Radiofrequency ablation (rhizotomy) for spine and back pain management

Written by: Top Doctors®
Published: | Updated: 21/02/2020
Edited by: Top Doctors®

Radiofrequency ablation, also known as rhizotomy, is a non-surgical procedure used to reduce chronic pain symptoms that are related with arthritis of the spine, disc herniation and disease, and severe lumbar (lower back) pain.

The radiofrequency ablation procedure reduces pain in a specific area by sending an electrical current, produced by a radio wave, to a small area of nerve tissue. Using an endoscope, electrodes are introduced to the spaces between the vertebrae discs. The electrical current deliberately damages the nerves to stop them from sending pain signals to the areas where the patient usually feels pain. The procedure has been nicknamed "the burning procedure" because of the heat.


How to prepare for radiofrequency ablation (rhizotomy) treatment

A rhizotomy is performed under local anaesthetic. Normally, when sedation is required, it is recommended that the patient doesn’t eat anything within six hours before the procedure. Patients with diabetes must adjust the dosage of their insulin. Patients will need someone to drive them home after the procedure.

What happens during a radiofrequency ablation procedure?

The lumbar spine is a complex structure and the procedure starts between L4-L5 (the two lowest vertebrae) on the left side.
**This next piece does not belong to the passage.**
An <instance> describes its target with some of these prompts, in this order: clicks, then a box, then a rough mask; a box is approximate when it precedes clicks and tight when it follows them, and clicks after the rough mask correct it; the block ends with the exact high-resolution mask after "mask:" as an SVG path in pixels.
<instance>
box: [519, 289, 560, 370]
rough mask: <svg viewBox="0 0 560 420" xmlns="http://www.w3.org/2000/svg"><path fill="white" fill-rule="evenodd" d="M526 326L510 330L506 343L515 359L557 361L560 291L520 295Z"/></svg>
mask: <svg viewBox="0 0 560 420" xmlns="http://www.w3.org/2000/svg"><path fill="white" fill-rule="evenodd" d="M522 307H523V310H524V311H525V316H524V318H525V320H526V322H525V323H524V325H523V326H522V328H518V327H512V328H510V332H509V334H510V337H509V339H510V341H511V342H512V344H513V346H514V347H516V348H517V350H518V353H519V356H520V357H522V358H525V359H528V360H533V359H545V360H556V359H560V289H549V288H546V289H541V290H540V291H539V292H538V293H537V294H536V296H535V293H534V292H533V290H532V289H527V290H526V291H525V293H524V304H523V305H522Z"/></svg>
To ensure the electrode probe is in the correct place, the surgeon checks both sensation (tingling, tightness or pressure) and motor reaction (movement). Motor reaction should only be felt in the back and not in the leg. If there is motor sensation in the leg, the probe will be repositioned. Once the probe is satisfactorily located, the tip is heated up to 800 degrees C, causing a heat lesion on the nerve. The same process is then carried out on the L4 and L5 right vertebrae and the L5-S1 left. Usually, this technique lasts about 15-20 minutes.


After a radiofrequency ablation (rhizotomy) procedure

The patient is able to resume normal activity immediately, although advised to take it easy for 3-4 days. Betadine® (antibiotic cream) is prescribed and is to be applied topically to the treated area for 2-3 days. Pain may increase for the first week after the procedure but the patient usually has full relief from pain within a month and successful rhizotomies can last longer than steroid block injections. The patient returns to the consultant one month after the procedure to evaluate the efficacy of the treatment.